I seem to like distributing my lights throughout the house. There's a Coleman flashlight next to my bed and a River Rock 2AAA on my desk. Two lights are in the kitchen pantry and another in the "junk drawer". One is sitting on the coffee table in the living room and the MagLite 2D LED is on the bench in the Garage.

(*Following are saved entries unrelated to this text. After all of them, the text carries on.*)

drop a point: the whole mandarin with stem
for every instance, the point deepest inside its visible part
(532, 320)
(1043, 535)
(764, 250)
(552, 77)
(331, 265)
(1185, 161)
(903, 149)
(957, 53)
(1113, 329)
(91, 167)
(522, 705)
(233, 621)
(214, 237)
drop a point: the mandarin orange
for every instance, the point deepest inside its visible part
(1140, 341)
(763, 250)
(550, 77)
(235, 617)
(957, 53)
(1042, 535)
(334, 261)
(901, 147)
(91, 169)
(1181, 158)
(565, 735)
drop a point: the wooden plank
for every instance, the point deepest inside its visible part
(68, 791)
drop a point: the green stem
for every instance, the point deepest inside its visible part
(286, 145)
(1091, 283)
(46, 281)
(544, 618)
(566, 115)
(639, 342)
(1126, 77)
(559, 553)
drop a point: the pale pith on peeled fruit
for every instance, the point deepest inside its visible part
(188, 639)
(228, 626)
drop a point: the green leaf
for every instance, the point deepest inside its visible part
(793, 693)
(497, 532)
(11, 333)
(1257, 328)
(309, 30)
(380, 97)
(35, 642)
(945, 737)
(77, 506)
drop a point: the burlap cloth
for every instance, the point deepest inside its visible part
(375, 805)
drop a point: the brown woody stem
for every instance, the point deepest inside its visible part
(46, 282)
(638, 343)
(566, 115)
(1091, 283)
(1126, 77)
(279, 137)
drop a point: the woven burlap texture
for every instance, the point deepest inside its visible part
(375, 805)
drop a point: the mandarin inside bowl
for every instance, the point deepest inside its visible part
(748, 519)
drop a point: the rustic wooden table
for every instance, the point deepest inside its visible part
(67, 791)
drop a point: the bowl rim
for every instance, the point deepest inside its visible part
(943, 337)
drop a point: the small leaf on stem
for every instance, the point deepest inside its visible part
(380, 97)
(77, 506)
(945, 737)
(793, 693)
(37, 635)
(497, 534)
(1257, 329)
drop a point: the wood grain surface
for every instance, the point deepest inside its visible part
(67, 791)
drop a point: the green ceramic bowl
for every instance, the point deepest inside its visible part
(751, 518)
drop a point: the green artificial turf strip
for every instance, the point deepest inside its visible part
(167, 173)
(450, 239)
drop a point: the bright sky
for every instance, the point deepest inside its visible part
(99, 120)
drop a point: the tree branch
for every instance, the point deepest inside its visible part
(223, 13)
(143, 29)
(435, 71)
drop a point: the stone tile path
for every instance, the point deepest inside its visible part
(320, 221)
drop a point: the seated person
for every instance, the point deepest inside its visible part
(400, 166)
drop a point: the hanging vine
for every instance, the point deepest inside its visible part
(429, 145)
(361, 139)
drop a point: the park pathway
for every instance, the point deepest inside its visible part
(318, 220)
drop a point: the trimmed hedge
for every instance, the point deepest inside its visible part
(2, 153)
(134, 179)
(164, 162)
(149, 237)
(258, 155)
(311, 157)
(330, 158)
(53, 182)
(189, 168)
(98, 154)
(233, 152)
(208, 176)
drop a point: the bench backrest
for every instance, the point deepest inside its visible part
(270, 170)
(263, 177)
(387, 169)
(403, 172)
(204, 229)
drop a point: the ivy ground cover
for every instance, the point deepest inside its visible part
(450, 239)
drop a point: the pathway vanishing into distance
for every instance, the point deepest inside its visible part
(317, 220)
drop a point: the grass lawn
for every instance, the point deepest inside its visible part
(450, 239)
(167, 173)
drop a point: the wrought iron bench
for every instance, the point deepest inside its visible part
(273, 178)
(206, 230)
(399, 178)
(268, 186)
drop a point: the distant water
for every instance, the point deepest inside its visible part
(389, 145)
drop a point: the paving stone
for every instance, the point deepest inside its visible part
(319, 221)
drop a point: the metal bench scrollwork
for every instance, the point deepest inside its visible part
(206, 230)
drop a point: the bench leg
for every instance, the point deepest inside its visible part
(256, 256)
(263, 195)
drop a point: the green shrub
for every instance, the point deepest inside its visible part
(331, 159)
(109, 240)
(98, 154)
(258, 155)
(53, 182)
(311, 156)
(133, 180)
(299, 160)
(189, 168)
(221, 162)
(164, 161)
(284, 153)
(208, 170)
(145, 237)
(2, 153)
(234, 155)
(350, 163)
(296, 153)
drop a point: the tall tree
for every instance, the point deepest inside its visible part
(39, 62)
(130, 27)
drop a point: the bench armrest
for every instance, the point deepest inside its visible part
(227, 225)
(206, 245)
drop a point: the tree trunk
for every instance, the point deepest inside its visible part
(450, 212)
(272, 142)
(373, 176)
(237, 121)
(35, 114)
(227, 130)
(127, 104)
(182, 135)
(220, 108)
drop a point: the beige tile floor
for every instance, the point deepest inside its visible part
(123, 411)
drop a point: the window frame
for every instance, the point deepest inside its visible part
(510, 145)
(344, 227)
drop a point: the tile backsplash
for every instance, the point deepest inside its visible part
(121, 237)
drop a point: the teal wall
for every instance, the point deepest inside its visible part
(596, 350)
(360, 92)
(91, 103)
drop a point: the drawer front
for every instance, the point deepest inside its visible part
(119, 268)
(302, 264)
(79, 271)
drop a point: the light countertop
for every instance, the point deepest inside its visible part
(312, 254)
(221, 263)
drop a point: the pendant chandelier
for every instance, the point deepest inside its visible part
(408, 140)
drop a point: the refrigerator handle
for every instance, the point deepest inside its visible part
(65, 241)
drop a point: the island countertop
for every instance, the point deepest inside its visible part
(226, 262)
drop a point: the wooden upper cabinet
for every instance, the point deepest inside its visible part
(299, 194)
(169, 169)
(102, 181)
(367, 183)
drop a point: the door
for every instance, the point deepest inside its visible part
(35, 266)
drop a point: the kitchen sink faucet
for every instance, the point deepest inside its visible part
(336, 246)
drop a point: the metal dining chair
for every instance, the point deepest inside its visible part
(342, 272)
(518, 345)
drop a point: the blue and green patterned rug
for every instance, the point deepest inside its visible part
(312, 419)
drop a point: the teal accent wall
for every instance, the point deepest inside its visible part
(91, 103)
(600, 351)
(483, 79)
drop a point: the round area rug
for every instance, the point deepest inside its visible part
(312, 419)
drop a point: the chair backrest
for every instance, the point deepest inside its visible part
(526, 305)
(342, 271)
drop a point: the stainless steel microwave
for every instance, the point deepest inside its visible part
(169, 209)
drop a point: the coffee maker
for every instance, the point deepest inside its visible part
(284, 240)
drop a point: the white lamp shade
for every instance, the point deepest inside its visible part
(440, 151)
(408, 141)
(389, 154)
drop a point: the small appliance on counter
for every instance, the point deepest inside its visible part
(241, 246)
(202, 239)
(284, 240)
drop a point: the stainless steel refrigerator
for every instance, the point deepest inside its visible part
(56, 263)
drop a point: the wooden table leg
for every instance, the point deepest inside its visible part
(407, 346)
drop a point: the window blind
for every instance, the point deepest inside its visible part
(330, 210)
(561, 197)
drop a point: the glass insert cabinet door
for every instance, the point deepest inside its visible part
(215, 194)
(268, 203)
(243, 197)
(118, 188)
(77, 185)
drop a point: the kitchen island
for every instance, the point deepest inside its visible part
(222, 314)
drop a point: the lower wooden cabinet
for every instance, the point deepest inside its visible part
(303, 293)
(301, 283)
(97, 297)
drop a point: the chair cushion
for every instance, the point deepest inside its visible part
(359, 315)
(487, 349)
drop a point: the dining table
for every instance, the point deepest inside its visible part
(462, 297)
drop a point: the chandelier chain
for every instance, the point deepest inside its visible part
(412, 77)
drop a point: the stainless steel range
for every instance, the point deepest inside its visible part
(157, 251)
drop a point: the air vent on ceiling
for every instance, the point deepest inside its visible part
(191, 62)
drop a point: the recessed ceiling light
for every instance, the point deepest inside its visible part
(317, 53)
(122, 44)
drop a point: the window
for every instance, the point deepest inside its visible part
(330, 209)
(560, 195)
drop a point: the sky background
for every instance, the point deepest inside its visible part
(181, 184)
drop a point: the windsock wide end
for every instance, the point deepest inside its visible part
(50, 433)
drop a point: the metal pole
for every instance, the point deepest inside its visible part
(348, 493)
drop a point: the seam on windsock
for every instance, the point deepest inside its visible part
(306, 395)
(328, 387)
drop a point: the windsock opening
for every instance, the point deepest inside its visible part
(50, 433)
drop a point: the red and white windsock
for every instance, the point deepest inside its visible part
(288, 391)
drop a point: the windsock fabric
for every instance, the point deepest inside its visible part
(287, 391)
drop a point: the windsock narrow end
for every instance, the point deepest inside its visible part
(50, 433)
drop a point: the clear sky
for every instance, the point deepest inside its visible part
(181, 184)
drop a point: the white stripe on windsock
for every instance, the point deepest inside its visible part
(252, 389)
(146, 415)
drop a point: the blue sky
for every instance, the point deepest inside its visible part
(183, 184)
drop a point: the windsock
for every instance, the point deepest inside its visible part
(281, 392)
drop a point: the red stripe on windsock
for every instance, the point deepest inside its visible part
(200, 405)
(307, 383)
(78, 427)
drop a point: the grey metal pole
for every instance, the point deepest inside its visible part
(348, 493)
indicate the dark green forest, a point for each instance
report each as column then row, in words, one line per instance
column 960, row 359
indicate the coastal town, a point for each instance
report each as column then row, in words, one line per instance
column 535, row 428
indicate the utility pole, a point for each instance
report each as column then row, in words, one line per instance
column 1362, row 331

Thing is, if/when there's a power outage or my mother or father needs a light, they can just get one from the kitchen or living room easily.


----------



## rhuck60 (Oct 27, 2007)

congratulations, Will on an excellent collection and a very fine wooden storage cabinet.:thumbsup:


----------



## Cuso (Oct 27, 2007)

Thats just beautiful work Will, Love the splash anos...:thumbsup:.


----------



## Sinjz (Oct 28, 2007)

Will, that is beautiful! Now you just need to line the drawers with some sort of soft felt (like in jewlery boxes) and make one for me.


----------



## will (Oct 28, 2007)

The case is fully lined with maroon anti-tarnish cloth. I might make a couple more - slightly different, probably not as big. I still have a bunch of wood here, lots of walnut, cherry, various maples, oak


----------



## Sinjz (Oct 28, 2007)

Ooo..... sweet! Focused mostly on the first pick with the drawers open, so I didn't notice. oo: Seriously, how much for one? I wouldn't need one as big as yours as I don't have as many lights, but I could use a nice storage box for the ones I do have.


----------



## will (Oct 28, 2007)

Sinjz said:


> Ooo..... sweet! Focused mostly on the first pick with the drawers open, so I didn't notice. oo: Seriously, how much for one? I wouldn't need one as big as yours as I don't have as many lights, but I could use a nice storage box for the ones I do have.




Sinjz -- PM sent.


----------



## ScubaSnyder (Oct 28, 2007)

Cigar Boxes are Sweet!


----------